Shopifyは「自由度が高い」ぶん、最初の設定が肝になる
Shopifyの強みは自由度の高さだ。テーマ・決済・配送・税設定まで、すべて自分でカスタマイズできる。だがその自由度が、最初の壁になる。
特につまずきやすいのがこの3点。
- テーマ選び——無料テーマで十分なケースが多い。見た目に惑わされて有料テーマを買うのは、使い慣れてから
- 決済設定——Shopifyペイメントの審査を先に通しておく。後回しにすると販売開始が遅れる
- 送料設定——日本の商習慣(地域別送料・重量別・○○円以上送料無料など)への対応が細かく、半日かかることもある。時間を確保して最初に正しく設定しておくのが結果的に早い。ここを雑にやると後で全部やり直しになる(+α:Advancedプラン以上では外部配送業者とのリアルタイム送料連携も可能)
「アプリを入れれば解決」は危険な考え方
Shopifyはアプリで機能拡張できるのが強みだ。8,000以上のアプリが揃っている。ただ、これが落とし穴にもなる。
注意
アプリは入れすぎると動作が重くなる・月額費用がかさむ・管理が煩雑になる。5〜6個入れただけで月数万円のコストになることもある。
正しい順番はこんな感じです。
- まず標準機能で何ができるかを把握する
- 標準機能では対応できない課題が明確になってから、アプリを検討する
- アプリを入れる前に「本当にこのアプリが必要か」を一度立ち止まって考える
最初から「これも欲しい、あれも必要」と詰め込まない。シンプルな構成で始めて、必要なものだけ足していく。これが、長く運用できるShopifyの使い方だと思っています。

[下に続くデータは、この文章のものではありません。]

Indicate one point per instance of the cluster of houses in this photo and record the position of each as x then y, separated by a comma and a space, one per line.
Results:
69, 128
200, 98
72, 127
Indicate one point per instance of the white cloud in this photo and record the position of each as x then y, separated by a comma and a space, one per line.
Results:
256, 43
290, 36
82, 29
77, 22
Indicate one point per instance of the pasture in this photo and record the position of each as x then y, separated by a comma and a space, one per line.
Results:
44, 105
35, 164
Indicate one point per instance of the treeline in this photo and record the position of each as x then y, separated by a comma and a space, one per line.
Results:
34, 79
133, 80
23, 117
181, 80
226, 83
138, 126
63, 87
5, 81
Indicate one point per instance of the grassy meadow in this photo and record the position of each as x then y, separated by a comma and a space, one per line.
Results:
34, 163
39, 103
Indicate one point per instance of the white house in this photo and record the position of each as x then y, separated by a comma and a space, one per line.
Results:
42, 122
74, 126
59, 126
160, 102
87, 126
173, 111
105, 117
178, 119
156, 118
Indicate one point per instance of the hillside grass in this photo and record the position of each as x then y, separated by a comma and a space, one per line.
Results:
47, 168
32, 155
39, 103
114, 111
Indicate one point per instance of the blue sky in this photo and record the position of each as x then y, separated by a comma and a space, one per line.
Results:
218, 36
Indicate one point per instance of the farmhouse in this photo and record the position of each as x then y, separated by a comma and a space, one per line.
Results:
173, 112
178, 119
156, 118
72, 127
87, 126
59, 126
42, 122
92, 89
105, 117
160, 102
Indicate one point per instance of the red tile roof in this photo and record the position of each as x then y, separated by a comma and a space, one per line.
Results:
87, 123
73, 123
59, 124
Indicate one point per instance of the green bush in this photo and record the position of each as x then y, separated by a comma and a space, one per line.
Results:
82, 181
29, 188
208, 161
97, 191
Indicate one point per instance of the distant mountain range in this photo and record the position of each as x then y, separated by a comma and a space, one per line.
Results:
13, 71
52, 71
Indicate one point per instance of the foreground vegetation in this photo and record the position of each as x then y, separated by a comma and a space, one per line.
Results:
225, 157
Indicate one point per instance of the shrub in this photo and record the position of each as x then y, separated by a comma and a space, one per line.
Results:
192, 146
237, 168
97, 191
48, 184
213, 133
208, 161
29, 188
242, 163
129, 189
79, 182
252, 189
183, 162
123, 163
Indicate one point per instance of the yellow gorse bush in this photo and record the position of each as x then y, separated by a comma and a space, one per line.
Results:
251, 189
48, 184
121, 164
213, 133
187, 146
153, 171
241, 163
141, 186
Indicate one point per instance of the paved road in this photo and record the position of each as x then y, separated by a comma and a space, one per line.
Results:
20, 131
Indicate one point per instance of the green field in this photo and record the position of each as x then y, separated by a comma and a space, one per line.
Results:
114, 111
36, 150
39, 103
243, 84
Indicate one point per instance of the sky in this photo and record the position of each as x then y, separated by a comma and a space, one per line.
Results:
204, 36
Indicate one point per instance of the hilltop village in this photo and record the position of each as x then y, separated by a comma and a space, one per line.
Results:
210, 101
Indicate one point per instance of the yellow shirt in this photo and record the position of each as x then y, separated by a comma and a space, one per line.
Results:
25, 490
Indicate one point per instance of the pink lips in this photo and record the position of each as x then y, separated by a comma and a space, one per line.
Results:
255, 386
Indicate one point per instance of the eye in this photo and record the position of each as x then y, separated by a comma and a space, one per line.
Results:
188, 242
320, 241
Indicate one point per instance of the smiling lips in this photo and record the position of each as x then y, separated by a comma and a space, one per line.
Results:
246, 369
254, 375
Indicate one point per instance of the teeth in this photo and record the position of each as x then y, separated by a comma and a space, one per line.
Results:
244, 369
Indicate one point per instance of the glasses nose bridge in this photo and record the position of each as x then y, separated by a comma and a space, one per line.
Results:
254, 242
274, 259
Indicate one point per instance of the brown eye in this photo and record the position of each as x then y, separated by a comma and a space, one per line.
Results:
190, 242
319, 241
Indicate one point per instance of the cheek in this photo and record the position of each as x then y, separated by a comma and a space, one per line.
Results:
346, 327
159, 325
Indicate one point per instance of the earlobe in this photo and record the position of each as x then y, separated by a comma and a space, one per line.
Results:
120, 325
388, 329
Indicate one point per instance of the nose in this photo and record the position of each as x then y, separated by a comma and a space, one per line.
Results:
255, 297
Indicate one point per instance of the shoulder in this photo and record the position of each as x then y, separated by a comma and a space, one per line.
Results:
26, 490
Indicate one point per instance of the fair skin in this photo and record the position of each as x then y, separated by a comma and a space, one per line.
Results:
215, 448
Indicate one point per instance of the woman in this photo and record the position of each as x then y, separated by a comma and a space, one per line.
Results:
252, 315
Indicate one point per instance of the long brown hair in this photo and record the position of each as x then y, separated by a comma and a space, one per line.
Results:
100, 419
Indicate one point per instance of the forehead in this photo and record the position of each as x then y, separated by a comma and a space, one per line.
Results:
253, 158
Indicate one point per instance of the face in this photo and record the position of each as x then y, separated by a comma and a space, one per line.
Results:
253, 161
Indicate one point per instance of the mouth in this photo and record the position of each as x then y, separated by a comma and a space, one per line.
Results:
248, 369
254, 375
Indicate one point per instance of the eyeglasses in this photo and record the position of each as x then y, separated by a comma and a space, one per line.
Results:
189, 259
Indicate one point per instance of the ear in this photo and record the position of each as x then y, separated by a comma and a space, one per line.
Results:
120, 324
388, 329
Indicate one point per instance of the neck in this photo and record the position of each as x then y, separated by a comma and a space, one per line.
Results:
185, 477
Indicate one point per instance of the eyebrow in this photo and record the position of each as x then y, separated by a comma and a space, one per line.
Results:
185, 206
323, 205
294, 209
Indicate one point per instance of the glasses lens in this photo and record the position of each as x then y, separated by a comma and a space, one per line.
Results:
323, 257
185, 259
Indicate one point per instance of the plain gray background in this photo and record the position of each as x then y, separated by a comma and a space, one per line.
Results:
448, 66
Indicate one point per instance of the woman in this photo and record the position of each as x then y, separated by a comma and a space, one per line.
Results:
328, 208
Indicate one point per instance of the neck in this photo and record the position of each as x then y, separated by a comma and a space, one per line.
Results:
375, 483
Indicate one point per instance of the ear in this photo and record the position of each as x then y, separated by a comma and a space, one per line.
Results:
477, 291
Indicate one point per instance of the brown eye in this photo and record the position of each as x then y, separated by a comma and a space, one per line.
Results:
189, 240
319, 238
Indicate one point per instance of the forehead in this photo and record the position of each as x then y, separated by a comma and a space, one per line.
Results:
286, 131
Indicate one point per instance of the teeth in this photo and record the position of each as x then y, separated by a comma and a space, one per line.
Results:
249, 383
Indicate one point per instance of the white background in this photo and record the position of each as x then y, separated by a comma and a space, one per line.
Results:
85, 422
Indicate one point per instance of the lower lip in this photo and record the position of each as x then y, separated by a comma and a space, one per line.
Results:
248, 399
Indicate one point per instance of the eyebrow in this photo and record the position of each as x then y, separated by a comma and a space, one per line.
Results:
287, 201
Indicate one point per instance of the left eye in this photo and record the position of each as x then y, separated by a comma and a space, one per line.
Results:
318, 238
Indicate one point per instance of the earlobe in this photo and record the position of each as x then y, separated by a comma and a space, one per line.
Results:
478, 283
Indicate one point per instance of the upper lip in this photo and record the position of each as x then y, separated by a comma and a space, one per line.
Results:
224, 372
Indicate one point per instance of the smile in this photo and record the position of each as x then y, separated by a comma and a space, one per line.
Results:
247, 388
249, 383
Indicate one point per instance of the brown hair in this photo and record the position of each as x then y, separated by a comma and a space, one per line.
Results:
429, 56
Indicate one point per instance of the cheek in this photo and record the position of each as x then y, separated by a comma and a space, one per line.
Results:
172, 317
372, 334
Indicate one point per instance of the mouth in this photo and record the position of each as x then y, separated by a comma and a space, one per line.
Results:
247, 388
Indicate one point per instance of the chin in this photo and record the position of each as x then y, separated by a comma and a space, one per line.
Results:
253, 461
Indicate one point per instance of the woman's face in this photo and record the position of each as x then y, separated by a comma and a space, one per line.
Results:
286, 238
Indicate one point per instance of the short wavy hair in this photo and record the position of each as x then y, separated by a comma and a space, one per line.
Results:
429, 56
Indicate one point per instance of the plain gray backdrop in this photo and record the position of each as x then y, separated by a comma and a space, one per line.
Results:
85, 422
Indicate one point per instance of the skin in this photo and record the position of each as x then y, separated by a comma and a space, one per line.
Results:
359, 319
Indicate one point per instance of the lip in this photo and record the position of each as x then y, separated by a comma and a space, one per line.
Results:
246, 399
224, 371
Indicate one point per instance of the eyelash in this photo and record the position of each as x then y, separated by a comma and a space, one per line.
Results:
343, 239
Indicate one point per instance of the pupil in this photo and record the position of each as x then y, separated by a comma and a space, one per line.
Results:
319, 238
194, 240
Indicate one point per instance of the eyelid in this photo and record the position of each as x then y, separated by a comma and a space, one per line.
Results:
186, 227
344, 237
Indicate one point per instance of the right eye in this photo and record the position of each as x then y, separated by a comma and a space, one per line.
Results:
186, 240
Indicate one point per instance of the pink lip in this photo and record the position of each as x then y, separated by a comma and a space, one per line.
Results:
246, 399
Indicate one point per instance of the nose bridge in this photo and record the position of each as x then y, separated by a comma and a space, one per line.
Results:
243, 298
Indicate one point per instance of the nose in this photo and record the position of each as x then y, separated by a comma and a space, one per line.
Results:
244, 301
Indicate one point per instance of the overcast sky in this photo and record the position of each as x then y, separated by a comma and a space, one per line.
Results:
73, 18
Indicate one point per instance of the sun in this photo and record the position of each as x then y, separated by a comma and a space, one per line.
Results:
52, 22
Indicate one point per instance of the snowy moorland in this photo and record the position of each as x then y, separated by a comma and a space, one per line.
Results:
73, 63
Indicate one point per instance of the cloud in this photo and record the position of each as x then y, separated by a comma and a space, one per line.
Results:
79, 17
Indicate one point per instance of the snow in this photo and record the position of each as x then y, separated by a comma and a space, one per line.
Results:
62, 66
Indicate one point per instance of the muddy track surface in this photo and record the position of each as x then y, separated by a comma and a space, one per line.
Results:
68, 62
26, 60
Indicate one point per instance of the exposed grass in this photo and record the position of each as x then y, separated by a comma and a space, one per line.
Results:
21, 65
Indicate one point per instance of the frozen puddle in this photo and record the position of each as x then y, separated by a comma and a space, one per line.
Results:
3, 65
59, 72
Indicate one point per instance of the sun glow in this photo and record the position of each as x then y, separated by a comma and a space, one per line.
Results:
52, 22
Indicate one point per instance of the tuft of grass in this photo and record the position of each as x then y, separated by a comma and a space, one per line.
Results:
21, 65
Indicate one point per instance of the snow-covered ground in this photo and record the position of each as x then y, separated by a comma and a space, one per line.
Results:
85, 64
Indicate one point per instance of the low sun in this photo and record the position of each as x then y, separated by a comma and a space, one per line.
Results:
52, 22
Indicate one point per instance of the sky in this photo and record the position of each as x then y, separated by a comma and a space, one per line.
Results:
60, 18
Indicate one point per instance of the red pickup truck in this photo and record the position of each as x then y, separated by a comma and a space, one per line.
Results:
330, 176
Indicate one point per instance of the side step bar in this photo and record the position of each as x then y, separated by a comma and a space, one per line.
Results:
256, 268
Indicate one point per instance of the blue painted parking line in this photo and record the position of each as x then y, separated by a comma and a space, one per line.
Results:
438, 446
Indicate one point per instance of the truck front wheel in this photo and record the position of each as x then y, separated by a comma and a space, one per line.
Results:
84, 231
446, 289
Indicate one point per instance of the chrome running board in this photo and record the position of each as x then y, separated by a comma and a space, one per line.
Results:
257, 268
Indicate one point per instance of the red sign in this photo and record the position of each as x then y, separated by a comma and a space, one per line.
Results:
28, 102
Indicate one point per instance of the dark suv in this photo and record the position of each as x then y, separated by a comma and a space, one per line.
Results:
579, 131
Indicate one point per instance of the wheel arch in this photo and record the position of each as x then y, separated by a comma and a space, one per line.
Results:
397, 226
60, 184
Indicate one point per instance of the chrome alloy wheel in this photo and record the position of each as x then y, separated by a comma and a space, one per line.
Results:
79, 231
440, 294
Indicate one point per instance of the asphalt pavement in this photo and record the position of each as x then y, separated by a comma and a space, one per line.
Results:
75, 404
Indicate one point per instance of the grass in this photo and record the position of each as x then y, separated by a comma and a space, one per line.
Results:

Shopifyは「育てるEC」——最初から完璧を目指さない
現場でよく見る失敗パターンがある。「完璧な状態で公開したい」と思うあまり、準備に時間をかけすぎて、結局公開できないまま止まるケースだ。
正直に言う。最初の商品ページは多少荒削りでいい。写真・説明文・デザインは後から磨ける。重要なのは「まず売れる状態にすること」だ。
Shopifyは使いながら育てるプラットフォームだ。データが溜まるほど改善の精度が上がる。アクセス解析・カート離脱率・購買動線——これらは実際に公開してから初めて見えてくる数字だ。
- 商品登録・写真・説明文は後から磨ける
- 最小構成で公開して、データを見ながら改善する
- 「まず売れる状態にする」が最優先
まとめ
- 自由度が高いぶん、最初の設定が肝になる——テーマ・決済・送料をここで雑にやると後で全部やり直しになる
- 「アプリを入れれば解決」は危険な考え方——標準機能を把握してから追加する。入れすぎは動作・費用・管理すべてに影響する
- Shopifyは「育てるEC」——最初から完璧を目指さない。最小構成で公開して、データを見ながら改善する
準備の質が、スタートダッシュを決める。Shopifyは使いこなせれば強力なツールだが、最初の3ヶ月の使い方で結果が大きく変わる。